La crisis económica y financiera en que estamos sumidos ayuda a evaluar y examinar el tamaño y eficacia del sector público y, cómo no, el desempeño del personal al servicio de las administraciones públicas. Esta tarea, la de evaluación, y posterior difusión a la opinión pública, del trabajo de los empleados públicos es fundamental. No sólo para que se conozca por parte de los responsables la eficacia y eficiencia de los entes públicos, sino para que la ciudadanía conozca con más detalle el grado de cumplimiento de objetivos de todos los componentes del sector público.


En España, en términos generales el complemento de productividad todo el personal sabe cómo se reparte. En la Universidad, sin embargo, se viene practicando desde hace unos años, con luces y sombras, un sistema de complementos variables en función de evaluaciones de la investigación y de la docencia que, aunque se puede mejorar en muchos aspectos, al menos están obligando a que los profesores aumenten su rendimiento docente e investigador si es que pretenden ver mejoradas sus retribuciones, todavía no acordes a la naturaleza del quehacer y oficio universitario.


En efecto, de un tiempo a esta parte, ahora más por la crisis, la evaluación de las diferentes políticas públicas constituye una función básica que permite conocer la eficacia, la eficiencia de la sanidad, de la educación, de las ayudas sociales, por ejemplo. El problema reside en la elección de los parámetros a partir de los cuáles se realizará la evaluación. No es lo mismo, por ejemplo, en materia de educación superior, evaluar indicadores como las publicaciones, la calidad de la docencia, los fondos bibliográficos o el número de tesis doctorales que, por ejemplo, el rendimiento de los alumnos y la calidad de su proceso del aprendizaje.


Es verdad que el rendimiento de los alumnos y el aprendizaje conforman una parte, ciertamente muy relevante, de la educación superior. También es menester evaluar la capacidad del profesorado para la transmisión del conocimiento de manera que, en efecto, como quiere la declaración de Bolonia sobre el espacio europeo de educación superior, el centro de la educación universitaria se coloque progresivamente en el alumno, de forma y manera que los profesores asuman su función en orden a facilitar y fomentar un proceso de aprendizaje abierto, plural, dinámico y crítico.


Hasta ahora, el principal indicador para medir la excelencia de la educación universitaria se ubicaba en el lado del profesor: en su capacidad docente, en su actividad investigadora. Ahora, además, tendremos que analizar rigurosamente el rendimiento de los alumnos y la calidad del aprendizaje.

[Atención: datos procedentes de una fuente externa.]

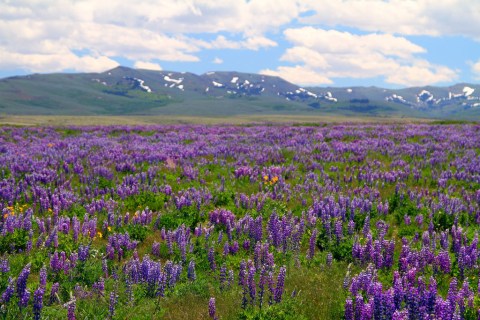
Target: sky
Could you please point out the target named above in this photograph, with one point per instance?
(389, 43)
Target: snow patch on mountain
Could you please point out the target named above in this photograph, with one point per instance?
(396, 98)
(467, 91)
(177, 81)
(425, 96)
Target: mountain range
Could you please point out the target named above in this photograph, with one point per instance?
(126, 91)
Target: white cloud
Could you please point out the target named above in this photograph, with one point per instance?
(54, 62)
(144, 31)
(321, 55)
(476, 70)
(251, 43)
(299, 75)
(147, 65)
(407, 17)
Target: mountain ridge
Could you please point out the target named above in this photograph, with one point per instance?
(127, 91)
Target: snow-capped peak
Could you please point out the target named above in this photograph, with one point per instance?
(177, 81)
(467, 91)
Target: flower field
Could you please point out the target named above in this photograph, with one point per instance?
(362, 221)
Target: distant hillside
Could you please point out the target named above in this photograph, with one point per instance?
(125, 91)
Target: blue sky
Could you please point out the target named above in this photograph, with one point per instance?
(390, 43)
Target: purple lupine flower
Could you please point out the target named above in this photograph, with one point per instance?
(329, 259)
(43, 277)
(349, 309)
(54, 293)
(38, 302)
(191, 274)
(312, 244)
(105, 267)
(22, 281)
(71, 305)
(24, 299)
(211, 258)
(251, 284)
(212, 308)
(4, 265)
(113, 303)
(156, 249)
(8, 293)
(83, 252)
(280, 284)
(223, 276)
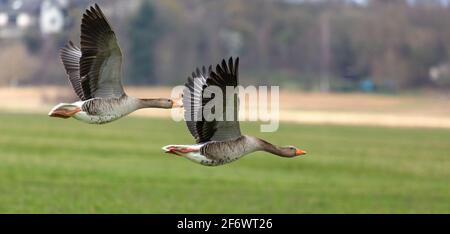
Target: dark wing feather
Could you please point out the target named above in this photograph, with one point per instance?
(192, 102)
(101, 60)
(215, 130)
(70, 56)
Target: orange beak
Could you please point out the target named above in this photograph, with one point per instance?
(299, 152)
(64, 113)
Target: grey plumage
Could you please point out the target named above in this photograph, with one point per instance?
(219, 141)
(94, 71)
(194, 101)
(70, 56)
(101, 60)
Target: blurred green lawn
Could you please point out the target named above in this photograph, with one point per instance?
(65, 166)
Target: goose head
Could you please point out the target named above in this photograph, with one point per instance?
(291, 151)
(64, 110)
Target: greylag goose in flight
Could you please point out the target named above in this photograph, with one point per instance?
(219, 142)
(95, 73)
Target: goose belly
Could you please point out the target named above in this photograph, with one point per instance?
(101, 111)
(97, 119)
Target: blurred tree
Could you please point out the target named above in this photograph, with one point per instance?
(144, 32)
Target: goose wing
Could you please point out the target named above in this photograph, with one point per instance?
(200, 123)
(101, 59)
(70, 56)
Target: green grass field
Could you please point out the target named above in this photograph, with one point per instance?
(64, 166)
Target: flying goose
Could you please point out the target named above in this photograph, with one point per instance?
(219, 142)
(95, 73)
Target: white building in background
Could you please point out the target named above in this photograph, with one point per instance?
(52, 18)
(47, 16)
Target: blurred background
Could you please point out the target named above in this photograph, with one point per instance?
(353, 63)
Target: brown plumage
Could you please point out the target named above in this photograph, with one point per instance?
(219, 142)
(95, 73)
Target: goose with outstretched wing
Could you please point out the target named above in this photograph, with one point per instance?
(95, 73)
(219, 140)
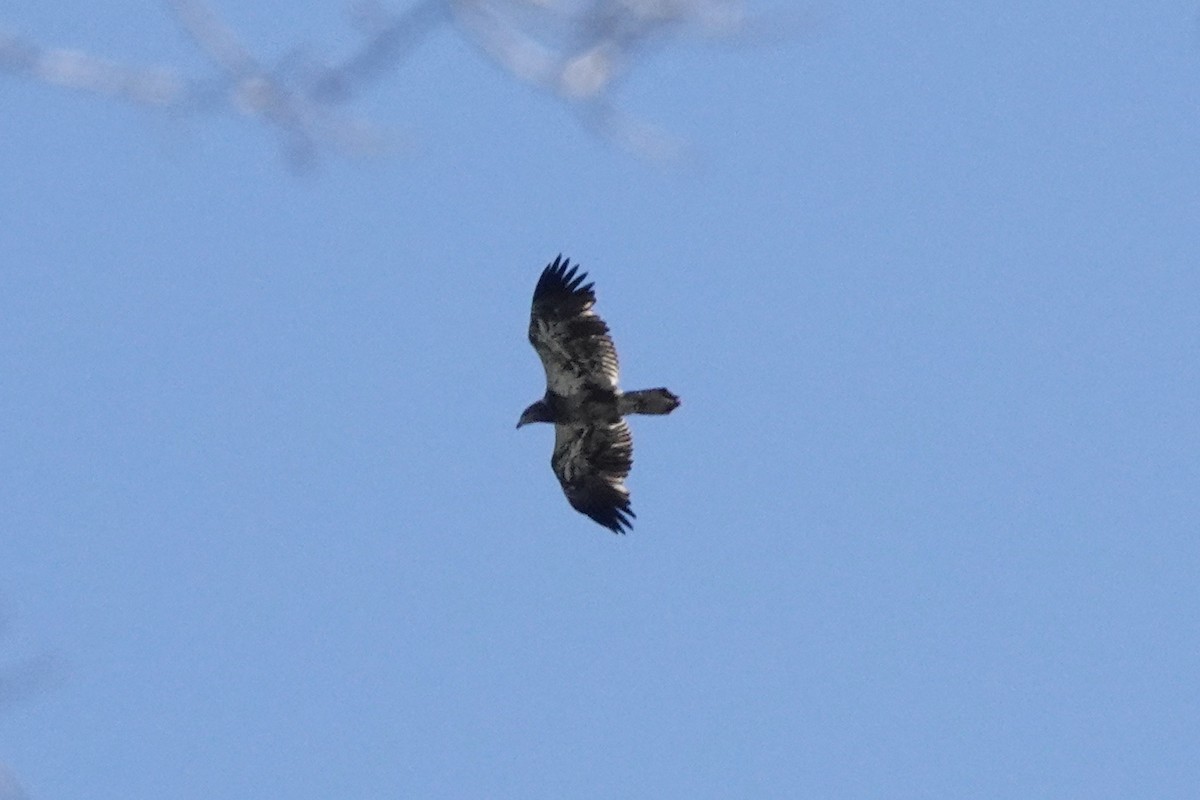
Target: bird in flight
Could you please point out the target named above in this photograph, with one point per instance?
(593, 445)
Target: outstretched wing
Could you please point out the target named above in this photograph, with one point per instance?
(592, 463)
(570, 340)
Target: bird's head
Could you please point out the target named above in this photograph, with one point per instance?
(537, 413)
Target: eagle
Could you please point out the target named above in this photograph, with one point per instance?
(593, 445)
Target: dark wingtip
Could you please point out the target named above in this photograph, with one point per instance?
(562, 280)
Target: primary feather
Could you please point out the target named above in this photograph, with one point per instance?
(593, 444)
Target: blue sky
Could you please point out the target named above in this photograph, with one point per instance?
(924, 527)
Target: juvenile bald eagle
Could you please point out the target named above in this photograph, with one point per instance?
(593, 446)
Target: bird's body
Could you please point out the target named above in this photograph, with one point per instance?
(593, 446)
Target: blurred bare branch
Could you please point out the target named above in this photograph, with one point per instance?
(574, 49)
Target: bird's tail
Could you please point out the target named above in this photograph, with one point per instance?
(648, 401)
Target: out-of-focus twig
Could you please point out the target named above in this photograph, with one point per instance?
(574, 49)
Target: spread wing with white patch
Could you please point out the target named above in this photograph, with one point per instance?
(570, 340)
(592, 463)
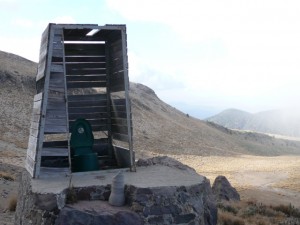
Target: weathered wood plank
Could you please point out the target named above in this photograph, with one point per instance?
(87, 103)
(50, 171)
(59, 68)
(117, 78)
(99, 128)
(120, 101)
(117, 68)
(88, 110)
(96, 84)
(32, 147)
(94, 97)
(117, 62)
(56, 105)
(57, 53)
(98, 59)
(37, 105)
(57, 45)
(120, 137)
(117, 88)
(33, 132)
(118, 108)
(55, 129)
(38, 97)
(100, 72)
(30, 165)
(54, 122)
(119, 129)
(34, 125)
(52, 115)
(76, 66)
(83, 52)
(86, 78)
(119, 121)
(93, 116)
(116, 43)
(35, 118)
(119, 115)
(55, 152)
(57, 39)
(101, 149)
(55, 144)
(56, 88)
(85, 46)
(93, 122)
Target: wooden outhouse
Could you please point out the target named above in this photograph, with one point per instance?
(82, 74)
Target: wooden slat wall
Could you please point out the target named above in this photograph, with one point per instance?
(93, 108)
(34, 129)
(85, 65)
(119, 120)
(117, 66)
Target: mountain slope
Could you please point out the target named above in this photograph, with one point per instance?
(283, 122)
(157, 127)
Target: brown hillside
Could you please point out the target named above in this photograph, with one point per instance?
(158, 127)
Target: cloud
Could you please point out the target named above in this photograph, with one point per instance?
(27, 47)
(23, 23)
(63, 19)
(142, 72)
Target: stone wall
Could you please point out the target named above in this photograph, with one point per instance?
(187, 204)
(174, 205)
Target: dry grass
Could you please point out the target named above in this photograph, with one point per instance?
(12, 203)
(282, 171)
(253, 213)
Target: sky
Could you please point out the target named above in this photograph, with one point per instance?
(199, 56)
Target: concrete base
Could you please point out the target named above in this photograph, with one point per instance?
(162, 191)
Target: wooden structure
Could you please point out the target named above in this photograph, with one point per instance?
(82, 73)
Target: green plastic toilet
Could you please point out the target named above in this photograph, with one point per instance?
(82, 140)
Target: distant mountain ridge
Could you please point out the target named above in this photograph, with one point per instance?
(157, 126)
(282, 122)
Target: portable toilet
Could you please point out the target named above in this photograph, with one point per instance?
(82, 75)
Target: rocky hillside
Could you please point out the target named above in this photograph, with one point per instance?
(158, 127)
(283, 122)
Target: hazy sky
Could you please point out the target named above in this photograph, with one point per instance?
(199, 56)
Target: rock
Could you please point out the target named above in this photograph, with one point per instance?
(174, 205)
(70, 216)
(223, 190)
(185, 203)
(164, 161)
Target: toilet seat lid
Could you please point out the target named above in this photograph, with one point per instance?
(81, 134)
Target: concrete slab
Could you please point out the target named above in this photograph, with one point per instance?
(149, 176)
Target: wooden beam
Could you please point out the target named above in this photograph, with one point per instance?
(94, 97)
(97, 59)
(55, 152)
(86, 84)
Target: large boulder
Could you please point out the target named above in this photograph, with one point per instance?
(223, 190)
(163, 191)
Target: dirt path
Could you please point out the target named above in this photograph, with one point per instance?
(271, 180)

No será fácil ni sencillo buscar parámetros o indicadores que nos permitan evaluar con rigor estos extremos porque a nadie se oculta que vamos a tropezar con el parapeto de lo políticamente correcto, con la retórica demagógica o con los argumentos cuantitativos.

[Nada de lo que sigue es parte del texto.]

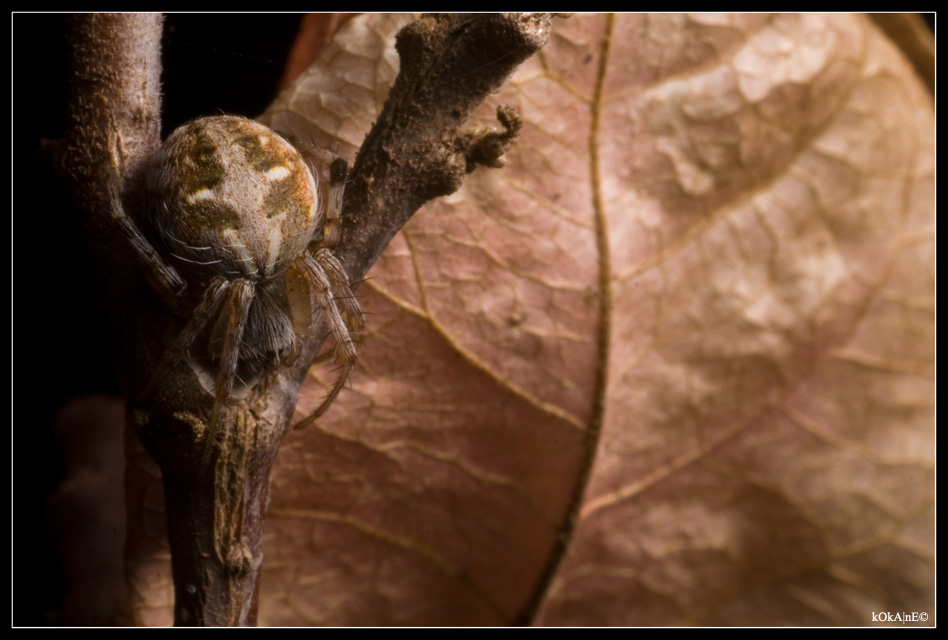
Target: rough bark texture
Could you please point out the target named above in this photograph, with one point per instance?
(673, 365)
(416, 151)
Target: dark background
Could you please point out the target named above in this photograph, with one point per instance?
(212, 63)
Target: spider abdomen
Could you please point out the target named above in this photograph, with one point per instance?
(231, 197)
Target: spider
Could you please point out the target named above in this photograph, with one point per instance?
(231, 230)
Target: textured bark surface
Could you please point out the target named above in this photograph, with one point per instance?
(673, 365)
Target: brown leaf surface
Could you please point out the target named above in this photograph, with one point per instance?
(673, 365)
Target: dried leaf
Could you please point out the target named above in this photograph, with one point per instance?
(674, 364)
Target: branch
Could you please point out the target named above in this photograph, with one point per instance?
(416, 151)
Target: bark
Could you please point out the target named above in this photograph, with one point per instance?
(417, 150)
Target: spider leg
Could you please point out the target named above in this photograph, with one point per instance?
(345, 350)
(162, 276)
(238, 310)
(206, 310)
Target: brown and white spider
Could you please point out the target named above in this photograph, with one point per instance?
(232, 229)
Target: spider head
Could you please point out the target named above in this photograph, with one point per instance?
(231, 197)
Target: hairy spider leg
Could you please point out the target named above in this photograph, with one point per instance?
(207, 309)
(238, 310)
(345, 350)
(330, 284)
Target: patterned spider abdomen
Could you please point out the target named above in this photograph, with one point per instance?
(231, 197)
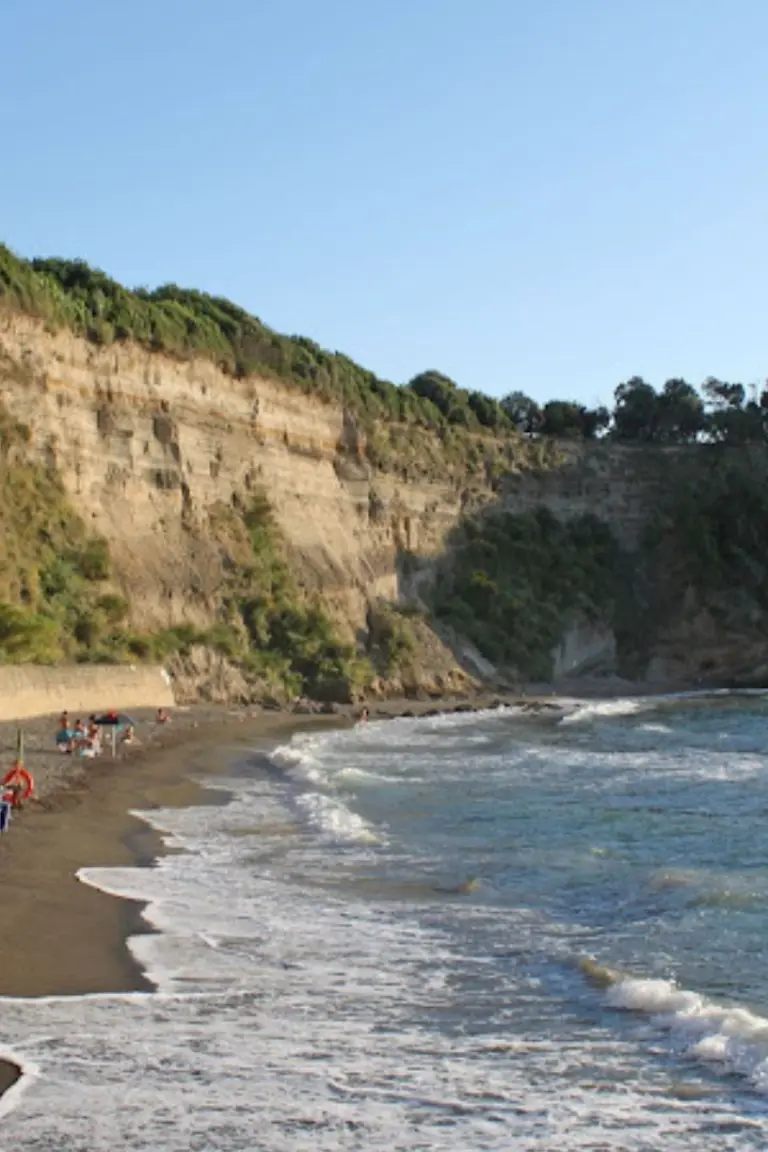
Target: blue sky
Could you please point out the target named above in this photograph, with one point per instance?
(547, 195)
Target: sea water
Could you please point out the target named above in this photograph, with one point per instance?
(508, 930)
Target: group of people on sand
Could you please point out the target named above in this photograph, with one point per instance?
(78, 739)
(84, 740)
(75, 739)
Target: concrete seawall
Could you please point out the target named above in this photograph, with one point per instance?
(30, 690)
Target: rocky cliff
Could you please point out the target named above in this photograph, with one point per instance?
(153, 451)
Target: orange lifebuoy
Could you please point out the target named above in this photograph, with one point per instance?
(18, 775)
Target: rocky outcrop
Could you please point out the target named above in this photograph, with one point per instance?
(151, 449)
(147, 446)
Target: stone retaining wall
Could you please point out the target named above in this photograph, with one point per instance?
(30, 690)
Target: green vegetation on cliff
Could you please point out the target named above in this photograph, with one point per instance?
(58, 604)
(511, 584)
(708, 532)
(184, 323)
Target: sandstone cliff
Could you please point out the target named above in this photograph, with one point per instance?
(151, 449)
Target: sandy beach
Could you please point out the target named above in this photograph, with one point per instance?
(63, 938)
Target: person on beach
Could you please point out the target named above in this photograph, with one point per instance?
(129, 736)
(65, 736)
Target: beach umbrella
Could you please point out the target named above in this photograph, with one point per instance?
(116, 719)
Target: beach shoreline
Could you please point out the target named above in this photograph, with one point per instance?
(66, 938)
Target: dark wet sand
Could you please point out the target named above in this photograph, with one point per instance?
(61, 937)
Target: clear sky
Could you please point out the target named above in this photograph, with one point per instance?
(547, 195)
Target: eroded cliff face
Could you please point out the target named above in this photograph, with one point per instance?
(149, 447)
(152, 449)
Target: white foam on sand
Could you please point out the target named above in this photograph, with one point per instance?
(295, 1020)
(732, 1037)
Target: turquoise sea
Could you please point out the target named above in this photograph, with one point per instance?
(502, 930)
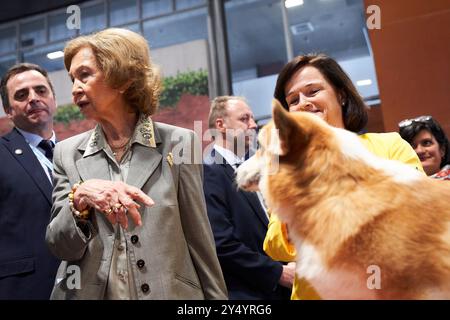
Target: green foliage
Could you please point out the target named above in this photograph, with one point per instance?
(68, 112)
(192, 82)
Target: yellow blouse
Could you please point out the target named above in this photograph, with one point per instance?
(276, 244)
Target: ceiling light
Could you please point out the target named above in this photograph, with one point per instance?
(55, 55)
(366, 82)
(293, 3)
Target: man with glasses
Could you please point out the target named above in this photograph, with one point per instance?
(27, 268)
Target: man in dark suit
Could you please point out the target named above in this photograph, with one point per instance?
(27, 268)
(238, 219)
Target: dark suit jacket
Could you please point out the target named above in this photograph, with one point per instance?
(239, 225)
(27, 268)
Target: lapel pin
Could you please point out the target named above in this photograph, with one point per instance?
(170, 158)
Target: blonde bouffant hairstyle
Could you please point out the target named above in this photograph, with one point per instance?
(124, 58)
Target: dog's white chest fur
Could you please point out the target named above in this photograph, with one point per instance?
(330, 284)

La universidad norteamericana, que en términos generales es la mejor del mundo, acaba de sentenciar que hay que pasar de un sistema centrado en el prestigio y la reputación a otro basado en el rendimiento. Aquí seguramente seguiremos anclados en planteamientos antiguos, en análisis y reflexiones conservadoras de la propia posición mientras los países de vanguardia progresan libres de ataduras y tópicos ideológicos que, entre nosotros, a causa del miedo a la libertad y del miedo a la competencia, siguen, hoy como ayer, dificultando el camino de las reformas reales, el camino del compromiso con la excelencia.

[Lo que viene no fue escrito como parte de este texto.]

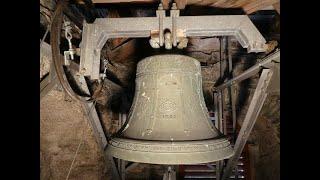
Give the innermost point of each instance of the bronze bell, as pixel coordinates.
(168, 122)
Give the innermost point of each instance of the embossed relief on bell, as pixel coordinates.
(168, 118)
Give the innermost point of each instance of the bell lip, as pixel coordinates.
(169, 157)
(189, 57)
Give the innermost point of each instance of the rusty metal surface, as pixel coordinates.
(95, 35)
(250, 119)
(267, 62)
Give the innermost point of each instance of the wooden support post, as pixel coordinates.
(254, 109)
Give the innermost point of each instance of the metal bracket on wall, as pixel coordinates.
(254, 109)
(268, 82)
(96, 34)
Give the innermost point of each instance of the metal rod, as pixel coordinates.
(254, 109)
(216, 122)
(265, 63)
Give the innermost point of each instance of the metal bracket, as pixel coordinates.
(96, 34)
(254, 109)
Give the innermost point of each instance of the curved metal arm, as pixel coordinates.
(96, 34)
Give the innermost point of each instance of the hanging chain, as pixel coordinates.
(68, 55)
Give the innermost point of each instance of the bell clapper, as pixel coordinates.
(170, 173)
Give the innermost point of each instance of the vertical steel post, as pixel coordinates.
(254, 109)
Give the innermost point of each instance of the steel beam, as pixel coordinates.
(254, 109)
(95, 35)
(265, 63)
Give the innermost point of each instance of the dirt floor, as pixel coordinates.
(62, 127)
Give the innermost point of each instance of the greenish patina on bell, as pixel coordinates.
(168, 121)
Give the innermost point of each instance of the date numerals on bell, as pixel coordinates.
(168, 116)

Hoy, sin embargo, la ciudadanía exige conocer el grado real de eficacia de las estructuras administrativas y de las personas que en ellas laboran. Ya no vale con complementos lineales. Es tiempo de instrumentar sistemas de evaluación que midan realmente la cantidad y el trabajo que se realiza. De lo contrario, la estabilidad de la función pública, es lógico, pasará a mejor vida.